Recently at work a drive in a server machine had been causing problems, and sometimes even crashing the machine. When you reboot the machine, the BIOS reported a hard drive failure. So I ran a sector scan which came back with 0 bad sectors. I wasn't expecting that, I was for sure there would be a lot of bad sectors. Well it turns out, most newer hard drives employ a little technique to make you think the drive is still doing great when in fact it is dying. They have extra sectors on the hard drive which are held in reserve, there is no way for the operating system to access these sectors. When the hard drive detects a bad sector, it stops using that sector and replaces it with one of these reserved sectors. So to the outside world the drive is still running great, but internally the failures have begun.

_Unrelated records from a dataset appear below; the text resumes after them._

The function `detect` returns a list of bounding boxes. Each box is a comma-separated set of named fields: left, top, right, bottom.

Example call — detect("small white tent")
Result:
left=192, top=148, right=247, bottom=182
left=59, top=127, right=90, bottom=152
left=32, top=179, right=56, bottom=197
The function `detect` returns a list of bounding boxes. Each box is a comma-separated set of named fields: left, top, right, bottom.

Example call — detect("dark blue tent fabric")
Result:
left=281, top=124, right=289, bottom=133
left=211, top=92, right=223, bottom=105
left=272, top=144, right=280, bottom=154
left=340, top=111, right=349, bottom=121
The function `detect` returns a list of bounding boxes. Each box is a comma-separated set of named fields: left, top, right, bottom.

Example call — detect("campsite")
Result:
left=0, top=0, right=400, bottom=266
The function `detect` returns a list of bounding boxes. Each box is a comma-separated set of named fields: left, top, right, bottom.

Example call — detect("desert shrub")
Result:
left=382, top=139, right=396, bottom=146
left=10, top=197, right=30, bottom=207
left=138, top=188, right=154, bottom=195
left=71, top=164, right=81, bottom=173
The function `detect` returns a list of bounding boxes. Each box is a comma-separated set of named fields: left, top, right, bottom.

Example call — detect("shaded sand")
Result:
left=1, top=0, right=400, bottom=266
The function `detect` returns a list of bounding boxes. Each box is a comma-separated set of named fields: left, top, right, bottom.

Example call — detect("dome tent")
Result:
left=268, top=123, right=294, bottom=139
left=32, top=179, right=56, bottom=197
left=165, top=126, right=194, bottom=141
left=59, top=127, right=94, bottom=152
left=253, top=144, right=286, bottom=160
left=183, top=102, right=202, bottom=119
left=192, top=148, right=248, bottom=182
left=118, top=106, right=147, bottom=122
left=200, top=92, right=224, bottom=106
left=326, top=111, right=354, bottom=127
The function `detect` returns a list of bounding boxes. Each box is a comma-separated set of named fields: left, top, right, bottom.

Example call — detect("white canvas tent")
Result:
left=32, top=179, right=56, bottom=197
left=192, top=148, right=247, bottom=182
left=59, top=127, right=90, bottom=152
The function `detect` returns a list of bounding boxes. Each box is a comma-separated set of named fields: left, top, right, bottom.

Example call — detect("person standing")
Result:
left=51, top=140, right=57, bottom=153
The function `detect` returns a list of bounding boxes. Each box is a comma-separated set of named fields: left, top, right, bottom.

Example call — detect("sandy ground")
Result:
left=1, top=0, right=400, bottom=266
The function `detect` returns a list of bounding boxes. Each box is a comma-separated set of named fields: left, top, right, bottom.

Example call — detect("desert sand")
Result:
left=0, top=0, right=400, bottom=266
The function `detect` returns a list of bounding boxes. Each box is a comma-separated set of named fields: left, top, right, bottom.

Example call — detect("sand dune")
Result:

It turns out there is a way to detect and track this. Newer hard drives have what is called S.M.A.R.T. (or Self-Monitoring, Analysis and Reporting Technology). Basically the drive tracks statistics about it's own operation; number of hours in use, number of reads and writes, etc. One of the stats it tracks is number of reallocated sectors. Checking the S.M.A.R.T. stats on the failing drive I found over 5,000 reallocated sectors. Indeed, the drive was failing.
So how do you read these stats? There are tons of free and commercial tools that read and display this info. I like Defraggler by Piriform. In addition to reading and displaying S.M.A.R.T. data it is a great disk defragger, and it's free!